He first apologized for the photo, then disavowed it but admitted wearing blackface at an event that same year. Since defying calls to resign, Northam has said he would dedicate his term in office to fighting racial disparities.
Sen. Amanda F. Chase (R-Chesterfield), who this year began wearing a handgun on her hip on the Senate floor, called the session a “political stunt.”
She said it was “a waste of taxpayer money,” given that the GOP-controlled legislature this year already killed gun control bills similar to what the governor is proposing.
Adam Root, of Richmond, holds a weapon and a photo from Gov. Ralph Northam’s yearbook outside an office building at the State Capitol in Richmond on July 9, 2019. (Steve Helber/AP)

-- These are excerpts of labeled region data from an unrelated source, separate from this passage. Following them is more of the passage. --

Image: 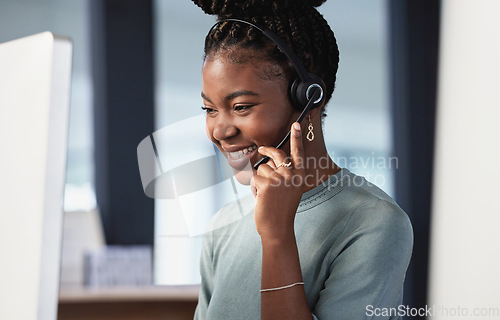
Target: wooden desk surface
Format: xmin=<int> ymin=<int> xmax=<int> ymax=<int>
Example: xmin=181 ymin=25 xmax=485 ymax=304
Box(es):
xmin=58 ymin=285 xmax=199 ymax=320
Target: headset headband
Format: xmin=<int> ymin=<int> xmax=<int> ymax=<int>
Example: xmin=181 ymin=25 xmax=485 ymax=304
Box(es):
xmin=208 ymin=18 xmax=311 ymax=82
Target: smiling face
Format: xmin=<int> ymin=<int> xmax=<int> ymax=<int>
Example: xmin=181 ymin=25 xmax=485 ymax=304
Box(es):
xmin=202 ymin=54 xmax=299 ymax=184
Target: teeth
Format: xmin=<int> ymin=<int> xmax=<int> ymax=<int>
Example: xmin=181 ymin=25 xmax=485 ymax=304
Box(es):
xmin=228 ymin=146 xmax=257 ymax=159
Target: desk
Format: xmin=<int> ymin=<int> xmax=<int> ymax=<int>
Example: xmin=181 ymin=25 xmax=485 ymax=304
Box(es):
xmin=57 ymin=285 xmax=200 ymax=320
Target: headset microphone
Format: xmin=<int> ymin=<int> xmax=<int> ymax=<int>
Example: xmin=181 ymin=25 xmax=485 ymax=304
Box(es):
xmin=209 ymin=18 xmax=325 ymax=169
xmin=253 ymin=89 xmax=323 ymax=170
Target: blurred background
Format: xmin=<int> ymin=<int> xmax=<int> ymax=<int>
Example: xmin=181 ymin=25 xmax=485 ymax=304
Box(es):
xmin=0 ymin=0 xmax=500 ymax=319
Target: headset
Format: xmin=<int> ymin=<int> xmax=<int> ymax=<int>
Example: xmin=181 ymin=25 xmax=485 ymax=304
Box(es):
xmin=209 ymin=18 xmax=326 ymax=170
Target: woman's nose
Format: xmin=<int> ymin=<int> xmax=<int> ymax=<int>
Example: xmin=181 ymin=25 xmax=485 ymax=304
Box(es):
xmin=213 ymin=114 xmax=238 ymax=141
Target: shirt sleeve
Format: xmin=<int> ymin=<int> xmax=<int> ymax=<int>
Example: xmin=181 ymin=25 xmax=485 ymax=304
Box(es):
xmin=194 ymin=232 xmax=214 ymax=320
xmin=313 ymin=199 xmax=413 ymax=320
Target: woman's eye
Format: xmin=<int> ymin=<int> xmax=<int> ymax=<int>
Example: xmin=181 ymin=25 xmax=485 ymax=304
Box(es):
xmin=234 ymin=104 xmax=254 ymax=111
xmin=201 ymin=106 xmax=216 ymax=113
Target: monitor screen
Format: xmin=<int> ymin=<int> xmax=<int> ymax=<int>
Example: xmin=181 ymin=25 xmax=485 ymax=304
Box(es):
xmin=0 ymin=32 xmax=72 ymax=320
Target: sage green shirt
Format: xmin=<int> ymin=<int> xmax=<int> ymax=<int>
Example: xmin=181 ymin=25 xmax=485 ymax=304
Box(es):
xmin=195 ymin=169 xmax=413 ymax=320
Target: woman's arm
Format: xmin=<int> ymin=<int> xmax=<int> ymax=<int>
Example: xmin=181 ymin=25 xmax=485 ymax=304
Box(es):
xmin=254 ymin=123 xmax=312 ymax=320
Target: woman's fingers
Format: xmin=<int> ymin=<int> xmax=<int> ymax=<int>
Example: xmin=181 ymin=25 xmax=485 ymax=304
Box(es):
xmin=258 ymin=147 xmax=290 ymax=169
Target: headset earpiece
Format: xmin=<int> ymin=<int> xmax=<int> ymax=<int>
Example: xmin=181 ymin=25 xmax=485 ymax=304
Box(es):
xmin=290 ymin=73 xmax=325 ymax=110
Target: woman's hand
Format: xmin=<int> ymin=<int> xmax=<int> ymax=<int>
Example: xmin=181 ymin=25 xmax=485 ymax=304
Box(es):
xmin=254 ymin=122 xmax=305 ymax=240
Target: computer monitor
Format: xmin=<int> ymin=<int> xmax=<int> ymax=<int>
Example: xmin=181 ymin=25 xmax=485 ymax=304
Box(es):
xmin=0 ymin=32 xmax=72 ymax=320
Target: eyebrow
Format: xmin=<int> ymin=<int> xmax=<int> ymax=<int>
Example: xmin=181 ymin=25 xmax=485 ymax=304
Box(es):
xmin=201 ymin=90 xmax=259 ymax=103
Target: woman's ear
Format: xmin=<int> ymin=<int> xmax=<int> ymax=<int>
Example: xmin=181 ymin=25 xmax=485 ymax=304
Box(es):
xmin=309 ymin=103 xmax=324 ymax=119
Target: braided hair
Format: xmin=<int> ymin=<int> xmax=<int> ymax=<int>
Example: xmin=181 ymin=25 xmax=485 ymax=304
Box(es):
xmin=193 ymin=0 xmax=339 ymax=116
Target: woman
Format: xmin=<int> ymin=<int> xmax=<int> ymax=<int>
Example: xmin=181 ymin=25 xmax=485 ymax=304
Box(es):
xmin=193 ymin=0 xmax=413 ymax=320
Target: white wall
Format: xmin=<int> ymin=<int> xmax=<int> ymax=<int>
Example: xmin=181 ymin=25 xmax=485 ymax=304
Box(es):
xmin=429 ymin=0 xmax=500 ymax=319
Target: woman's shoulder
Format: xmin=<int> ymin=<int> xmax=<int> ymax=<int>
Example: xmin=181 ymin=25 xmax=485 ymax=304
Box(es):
xmin=298 ymin=169 xmax=412 ymax=238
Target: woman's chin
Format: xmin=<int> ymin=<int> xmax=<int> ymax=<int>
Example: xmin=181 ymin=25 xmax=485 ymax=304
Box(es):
xmin=233 ymin=166 xmax=253 ymax=186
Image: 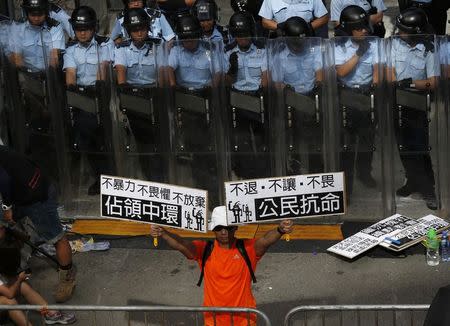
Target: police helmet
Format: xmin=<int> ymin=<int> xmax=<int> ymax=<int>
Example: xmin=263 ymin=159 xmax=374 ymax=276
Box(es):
xmin=22 ymin=0 xmax=49 ymax=14
xmin=339 ymin=5 xmax=372 ymax=35
xmin=175 ymin=15 xmax=203 ymax=40
xmin=281 ymin=16 xmax=314 ymax=37
xmin=228 ymin=12 xmax=255 ymax=37
xmin=123 ymin=8 xmax=151 ymax=34
xmin=230 ymin=0 xmax=258 ymax=14
xmin=395 ymin=8 xmax=429 ymax=34
xmin=191 ymin=0 xmax=217 ymax=21
xmin=69 ymin=6 xmax=97 ymax=30
xmin=122 ymin=0 xmax=145 ymax=9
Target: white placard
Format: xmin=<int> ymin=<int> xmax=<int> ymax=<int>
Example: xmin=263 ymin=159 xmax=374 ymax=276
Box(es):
xmin=225 ymin=172 xmax=345 ymax=225
xmin=100 ymin=175 xmax=208 ymax=232
xmin=327 ymin=214 xmax=418 ymax=259
xmin=380 ymin=215 xmax=449 ymax=252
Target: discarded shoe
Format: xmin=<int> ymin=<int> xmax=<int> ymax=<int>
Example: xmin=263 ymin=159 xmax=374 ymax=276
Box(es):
xmin=54 ymin=266 xmax=76 ymax=303
xmin=44 ymin=311 xmax=77 ymax=325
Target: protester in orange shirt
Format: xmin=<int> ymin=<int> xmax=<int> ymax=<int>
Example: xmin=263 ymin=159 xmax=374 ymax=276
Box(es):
xmin=151 ymin=206 xmax=293 ymax=326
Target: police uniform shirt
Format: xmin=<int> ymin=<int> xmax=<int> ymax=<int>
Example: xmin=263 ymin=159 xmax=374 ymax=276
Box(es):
xmin=11 ymin=20 xmax=65 ymax=71
xmin=391 ymin=38 xmax=439 ymax=80
xmin=224 ymin=44 xmax=267 ymax=91
xmin=111 ymin=7 xmax=175 ymax=41
xmin=114 ymin=41 xmax=161 ymax=85
xmin=272 ymin=46 xmax=323 ymax=94
xmin=50 ymin=4 xmax=75 ymax=39
xmin=169 ymin=42 xmax=221 ymax=89
xmin=259 ymin=0 xmax=328 ymax=23
xmin=330 ymin=0 xmax=387 ymax=21
xmin=203 ymin=26 xmax=223 ymax=42
xmin=334 ymin=39 xmax=381 ymax=88
xmin=63 ymin=37 xmax=114 ymax=86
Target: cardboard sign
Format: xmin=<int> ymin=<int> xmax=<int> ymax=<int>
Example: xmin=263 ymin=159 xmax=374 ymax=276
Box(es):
xmin=100 ymin=175 xmax=208 ymax=232
xmin=225 ymin=172 xmax=345 ymax=225
xmin=327 ymin=214 xmax=418 ymax=259
xmin=380 ymin=215 xmax=450 ymax=252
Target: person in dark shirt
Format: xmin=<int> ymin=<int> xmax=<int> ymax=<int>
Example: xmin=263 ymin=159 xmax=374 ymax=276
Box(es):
xmin=0 ymin=146 xmax=75 ymax=302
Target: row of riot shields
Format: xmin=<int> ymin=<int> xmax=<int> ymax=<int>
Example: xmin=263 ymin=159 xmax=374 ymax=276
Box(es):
xmin=0 ymin=27 xmax=450 ymax=220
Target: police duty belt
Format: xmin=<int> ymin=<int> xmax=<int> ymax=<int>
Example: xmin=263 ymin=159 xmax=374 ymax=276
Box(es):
xmin=174 ymin=88 xmax=210 ymax=119
xmin=230 ymin=89 xmax=264 ymax=123
xmin=119 ymin=86 xmax=157 ymax=125
xmin=284 ymin=86 xmax=320 ymax=123
xmin=18 ymin=69 xmax=47 ymax=98
xmin=66 ymin=86 xmax=100 ymax=115
xmin=395 ymin=88 xmax=431 ymax=112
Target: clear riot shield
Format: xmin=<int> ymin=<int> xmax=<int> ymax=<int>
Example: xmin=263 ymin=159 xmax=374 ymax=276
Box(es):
xmin=267 ymin=38 xmax=326 ymax=175
xmin=438 ymin=35 xmax=450 ymax=216
xmin=165 ymin=40 xmax=224 ymax=208
xmin=326 ymin=37 xmax=386 ymax=221
xmin=224 ymin=38 xmax=272 ymax=179
xmin=10 ymin=22 xmax=64 ymax=188
xmin=0 ymin=15 xmax=12 ymax=144
xmin=386 ymin=35 xmax=446 ymax=216
xmin=59 ymin=37 xmax=118 ymax=217
xmin=115 ymin=42 xmax=171 ymax=183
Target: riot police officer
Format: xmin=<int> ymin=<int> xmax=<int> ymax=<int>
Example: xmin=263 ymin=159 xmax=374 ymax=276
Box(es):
xmin=330 ymin=0 xmax=387 ymax=38
xmin=63 ymin=6 xmax=113 ymax=195
xmin=391 ymin=8 xmax=439 ymax=209
xmin=11 ymin=0 xmax=65 ymax=71
xmin=114 ymin=8 xmax=169 ymax=181
xmin=272 ymin=16 xmax=323 ymax=175
xmin=10 ymin=0 xmax=65 ymax=183
xmin=167 ymin=15 xmax=221 ymax=206
xmin=259 ymin=0 xmax=329 ymax=34
xmin=49 ymin=3 xmax=75 ymax=39
xmin=111 ymin=0 xmax=175 ymax=44
xmin=335 ymin=5 xmax=380 ymax=199
xmin=224 ymin=12 xmax=269 ymax=178
xmin=191 ymin=0 xmax=227 ymax=41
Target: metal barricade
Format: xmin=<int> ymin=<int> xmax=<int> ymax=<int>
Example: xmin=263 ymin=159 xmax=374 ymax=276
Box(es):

In Capitol Square on Tuesday, some gun-toting protesters held aloft images of the photo from Northam’s yearbook, which featured a person in Ku Klux Klan robes and another in blackface at what appeared to be a costume party. Printed atop the blown-up image was, “The man behind the sheet wants your guns.”
Democrats, many of whom called on Northam to resign earlier this year, have rallied around him over gun control, which they believe is popular among Virginians.
Northam wants the legislation to be voted on by the full House and Senate, instead of the usual practice of killing the bills in committees, but prospects seem dim.
Del. Eileen Filler-Corn (D-Fairfax), the House minority leader, said she had gotten no assurances from Republican leaders that they would allow floor votes.
“I’m hopeful,” Filler-Corn said. “I commend the governor for moving forward. Doing nothing is not an option.”